I'll start. At the end of 2016, I paid $2,500 for my WGSL service dog prospect. Despite a high purchase price, he was not a healthy guy. I spent over $3,000 on his emergency vet funds before he had to be put to sleep at 8 months old. We never found out what his problem was. Sometimes paying more isn't better!


----------



## Mei

I paid a total of 400$ for Mei. 200$ up front to reserve her then the other 200$ when the breeder let the pups go. 

I did partial AKC registration. Full registration would have been 800$, which is still a VERY good price for a purebred. We went with partial because we dont plan on breeding Mei. This was our breeders first litter too and she did awesome!


----------



## Cassidy's Mom

Cava is West German working line, and she was $1900. She will be 7 months old on Monday. 

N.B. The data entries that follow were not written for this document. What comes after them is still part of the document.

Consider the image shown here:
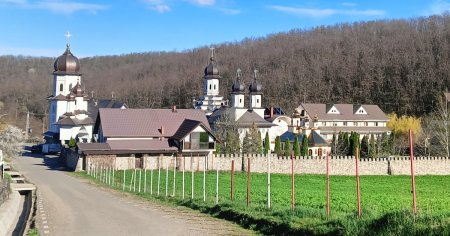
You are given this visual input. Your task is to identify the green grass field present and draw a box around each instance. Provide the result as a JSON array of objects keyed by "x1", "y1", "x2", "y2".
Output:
[{"x1": 79, "y1": 170, "x2": 450, "y2": 235}]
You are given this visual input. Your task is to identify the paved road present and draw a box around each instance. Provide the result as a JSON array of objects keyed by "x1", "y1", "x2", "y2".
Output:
[{"x1": 13, "y1": 152, "x2": 251, "y2": 235}]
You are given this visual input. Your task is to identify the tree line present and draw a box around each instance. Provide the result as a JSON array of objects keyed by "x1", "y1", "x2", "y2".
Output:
[{"x1": 0, "y1": 14, "x2": 450, "y2": 136}]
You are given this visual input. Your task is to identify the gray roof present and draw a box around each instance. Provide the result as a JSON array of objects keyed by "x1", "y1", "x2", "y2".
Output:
[
  {"x1": 320, "y1": 126, "x2": 391, "y2": 134},
  {"x1": 55, "y1": 117, "x2": 94, "y2": 126},
  {"x1": 298, "y1": 103, "x2": 389, "y2": 121},
  {"x1": 99, "y1": 108, "x2": 210, "y2": 137}
]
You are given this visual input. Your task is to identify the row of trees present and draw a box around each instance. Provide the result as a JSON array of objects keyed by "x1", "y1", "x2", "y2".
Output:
[{"x1": 0, "y1": 15, "x2": 450, "y2": 136}]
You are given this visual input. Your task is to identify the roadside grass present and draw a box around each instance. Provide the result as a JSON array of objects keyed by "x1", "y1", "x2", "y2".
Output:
[{"x1": 76, "y1": 170, "x2": 450, "y2": 235}]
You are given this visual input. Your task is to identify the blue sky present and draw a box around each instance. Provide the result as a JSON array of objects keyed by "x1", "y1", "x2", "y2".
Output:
[{"x1": 0, "y1": 0, "x2": 450, "y2": 57}]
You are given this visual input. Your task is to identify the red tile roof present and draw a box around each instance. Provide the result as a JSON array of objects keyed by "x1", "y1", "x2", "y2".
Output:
[{"x1": 99, "y1": 108, "x2": 210, "y2": 137}]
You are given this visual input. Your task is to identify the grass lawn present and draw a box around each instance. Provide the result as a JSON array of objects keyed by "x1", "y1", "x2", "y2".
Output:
[{"x1": 76, "y1": 169, "x2": 450, "y2": 235}]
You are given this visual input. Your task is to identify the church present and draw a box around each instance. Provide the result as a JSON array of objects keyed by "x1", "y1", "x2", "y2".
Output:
[{"x1": 44, "y1": 40, "x2": 94, "y2": 144}]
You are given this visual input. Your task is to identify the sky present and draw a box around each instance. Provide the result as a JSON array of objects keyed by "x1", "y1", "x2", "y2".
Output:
[{"x1": 0, "y1": 0, "x2": 450, "y2": 57}]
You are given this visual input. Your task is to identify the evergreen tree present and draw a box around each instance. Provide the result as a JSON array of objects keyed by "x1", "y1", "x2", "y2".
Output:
[
  {"x1": 275, "y1": 136, "x2": 283, "y2": 156},
  {"x1": 284, "y1": 139, "x2": 291, "y2": 157},
  {"x1": 225, "y1": 129, "x2": 241, "y2": 154},
  {"x1": 242, "y1": 123, "x2": 262, "y2": 154},
  {"x1": 294, "y1": 135, "x2": 301, "y2": 157},
  {"x1": 369, "y1": 134, "x2": 377, "y2": 158},
  {"x1": 355, "y1": 135, "x2": 370, "y2": 157},
  {"x1": 264, "y1": 132, "x2": 270, "y2": 154},
  {"x1": 300, "y1": 135, "x2": 308, "y2": 157}
]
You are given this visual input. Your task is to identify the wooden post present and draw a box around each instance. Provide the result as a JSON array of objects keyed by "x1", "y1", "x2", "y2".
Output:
[
  {"x1": 191, "y1": 155, "x2": 198, "y2": 199},
  {"x1": 150, "y1": 169, "x2": 153, "y2": 195},
  {"x1": 409, "y1": 129, "x2": 417, "y2": 215},
  {"x1": 172, "y1": 156, "x2": 177, "y2": 197},
  {"x1": 203, "y1": 156, "x2": 207, "y2": 202},
  {"x1": 267, "y1": 153, "x2": 270, "y2": 209},
  {"x1": 327, "y1": 153, "x2": 330, "y2": 217},
  {"x1": 181, "y1": 156, "x2": 186, "y2": 199},
  {"x1": 139, "y1": 169, "x2": 142, "y2": 192},
  {"x1": 216, "y1": 162, "x2": 219, "y2": 205},
  {"x1": 230, "y1": 160, "x2": 234, "y2": 201},
  {"x1": 247, "y1": 157, "x2": 250, "y2": 207},
  {"x1": 122, "y1": 170, "x2": 127, "y2": 191},
  {"x1": 355, "y1": 147, "x2": 361, "y2": 218},
  {"x1": 291, "y1": 151, "x2": 295, "y2": 211},
  {"x1": 144, "y1": 169, "x2": 147, "y2": 193},
  {"x1": 166, "y1": 162, "x2": 169, "y2": 197},
  {"x1": 133, "y1": 168, "x2": 137, "y2": 192},
  {"x1": 157, "y1": 162, "x2": 161, "y2": 196}
]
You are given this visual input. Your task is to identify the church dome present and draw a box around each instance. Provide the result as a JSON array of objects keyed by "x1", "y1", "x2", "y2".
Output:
[
  {"x1": 205, "y1": 48, "x2": 220, "y2": 79},
  {"x1": 248, "y1": 70, "x2": 262, "y2": 93},
  {"x1": 231, "y1": 69, "x2": 245, "y2": 93},
  {"x1": 53, "y1": 44, "x2": 80, "y2": 74},
  {"x1": 71, "y1": 81, "x2": 85, "y2": 97}
]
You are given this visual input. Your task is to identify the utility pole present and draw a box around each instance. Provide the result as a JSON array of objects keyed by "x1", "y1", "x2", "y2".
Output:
[{"x1": 25, "y1": 111, "x2": 30, "y2": 142}]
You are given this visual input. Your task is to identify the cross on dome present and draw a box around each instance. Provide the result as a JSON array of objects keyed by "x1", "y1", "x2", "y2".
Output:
[{"x1": 64, "y1": 31, "x2": 72, "y2": 45}]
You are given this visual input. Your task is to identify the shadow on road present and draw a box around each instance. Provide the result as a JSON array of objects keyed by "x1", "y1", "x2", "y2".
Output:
[{"x1": 22, "y1": 147, "x2": 68, "y2": 171}]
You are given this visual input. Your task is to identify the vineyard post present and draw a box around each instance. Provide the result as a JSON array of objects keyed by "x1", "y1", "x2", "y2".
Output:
[
  {"x1": 172, "y1": 156, "x2": 177, "y2": 197},
  {"x1": 355, "y1": 147, "x2": 361, "y2": 217},
  {"x1": 122, "y1": 169, "x2": 127, "y2": 191},
  {"x1": 267, "y1": 153, "x2": 270, "y2": 209},
  {"x1": 144, "y1": 169, "x2": 147, "y2": 193},
  {"x1": 291, "y1": 151, "x2": 295, "y2": 211},
  {"x1": 166, "y1": 162, "x2": 169, "y2": 197},
  {"x1": 216, "y1": 162, "x2": 219, "y2": 205},
  {"x1": 150, "y1": 169, "x2": 153, "y2": 195},
  {"x1": 409, "y1": 129, "x2": 417, "y2": 215},
  {"x1": 133, "y1": 168, "x2": 137, "y2": 192},
  {"x1": 247, "y1": 157, "x2": 250, "y2": 207},
  {"x1": 230, "y1": 160, "x2": 234, "y2": 201},
  {"x1": 181, "y1": 156, "x2": 186, "y2": 199},
  {"x1": 191, "y1": 154, "x2": 198, "y2": 199},
  {"x1": 157, "y1": 162, "x2": 161, "y2": 196},
  {"x1": 203, "y1": 156, "x2": 207, "y2": 202},
  {"x1": 139, "y1": 169, "x2": 142, "y2": 192},
  {"x1": 327, "y1": 152, "x2": 330, "y2": 216}
]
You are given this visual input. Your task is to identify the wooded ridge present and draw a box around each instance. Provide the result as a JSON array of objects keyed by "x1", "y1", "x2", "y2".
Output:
[{"x1": 0, "y1": 15, "x2": 450, "y2": 129}]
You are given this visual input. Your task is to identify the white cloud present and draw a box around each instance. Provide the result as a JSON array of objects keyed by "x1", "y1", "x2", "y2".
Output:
[
  {"x1": 0, "y1": 0, "x2": 108, "y2": 14},
  {"x1": 190, "y1": 0, "x2": 216, "y2": 6},
  {"x1": 341, "y1": 2, "x2": 357, "y2": 7},
  {"x1": 269, "y1": 5, "x2": 385, "y2": 18},
  {"x1": 424, "y1": 0, "x2": 450, "y2": 15},
  {"x1": 0, "y1": 45, "x2": 64, "y2": 57},
  {"x1": 218, "y1": 8, "x2": 242, "y2": 15},
  {"x1": 34, "y1": 1, "x2": 107, "y2": 14},
  {"x1": 144, "y1": 0, "x2": 172, "y2": 13}
]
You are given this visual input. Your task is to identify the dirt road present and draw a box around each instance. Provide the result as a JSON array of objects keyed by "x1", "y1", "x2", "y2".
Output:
[{"x1": 13, "y1": 152, "x2": 252, "y2": 235}]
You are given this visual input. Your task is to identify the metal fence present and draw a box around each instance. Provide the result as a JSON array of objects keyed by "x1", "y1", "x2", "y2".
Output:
[{"x1": 0, "y1": 179, "x2": 11, "y2": 206}]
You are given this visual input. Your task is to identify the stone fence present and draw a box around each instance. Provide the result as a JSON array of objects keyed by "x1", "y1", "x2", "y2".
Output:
[{"x1": 83, "y1": 155, "x2": 450, "y2": 175}]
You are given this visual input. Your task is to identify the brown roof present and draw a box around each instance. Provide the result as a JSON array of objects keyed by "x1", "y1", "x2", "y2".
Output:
[
  {"x1": 298, "y1": 103, "x2": 389, "y2": 121},
  {"x1": 108, "y1": 139, "x2": 178, "y2": 151},
  {"x1": 320, "y1": 126, "x2": 391, "y2": 133},
  {"x1": 236, "y1": 110, "x2": 275, "y2": 127},
  {"x1": 55, "y1": 117, "x2": 94, "y2": 125},
  {"x1": 99, "y1": 108, "x2": 210, "y2": 137}
]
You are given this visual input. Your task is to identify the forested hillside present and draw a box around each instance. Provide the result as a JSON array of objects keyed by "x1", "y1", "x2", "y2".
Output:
[{"x1": 0, "y1": 15, "x2": 450, "y2": 133}]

Prior pups were a long time ago, so prices aren't that relevant today. Our WGSL dogs were purchased in 2004 and 2005, and our American line dogs were purchased in 1986 and 2000. Halo, the most recent, was $1200 in January 2009. She was also WGWL.


----------



## Sabis mom

Well, Lex-WL- was free from the breeder. She had been returned at 2 years because her owner was done with her. She had a CD, TD and a BH, then he decided he wanted a lab. She was used as a patrol dog but was semi-retired after a handler was caught kicking her all over the parking lot on camera. She had a few other mishaps that led my boss to finally retire her permanently at just shy of 3, and she came to me with a fear issue that required lifelong meds to keep her from chewing big holes in herself. Other then that she was healthy.
Bud-WL-was also free and I've told his story before. Healthy as a horse, lived to almost 14, never had a single issue beyond initial care but was suspected of having hemangio when I put him down.
Sabi was unknown breeding, cost me $200, probable ASL pet stock although several knowledgeable people stated that was not the case. She had HD and died full of cancer with advanced DM. However, for most of her life she had no issues other then a few injuries sustained on the job. In spite of extremely bad hips, she was sound and active for most of her 13 years.
Shadow was free, probable ASL pet stock although one of the dogs eventually seized from that property was a very pretty, registered and stolen WL intact female who was returned to her breeder. I stopped keeping track of her vet bills when it got too depressing, but I would hazard a guess that to date she has cost me somewhere near $30,000. Her first 2 years put me well over $20,000. I think her 5th year was about $4000. She has a weak heart, skin issues, joint problems, behavioral issues and allergies. Plus she is clumsy which has resulted in a number of injuries that required vet care. 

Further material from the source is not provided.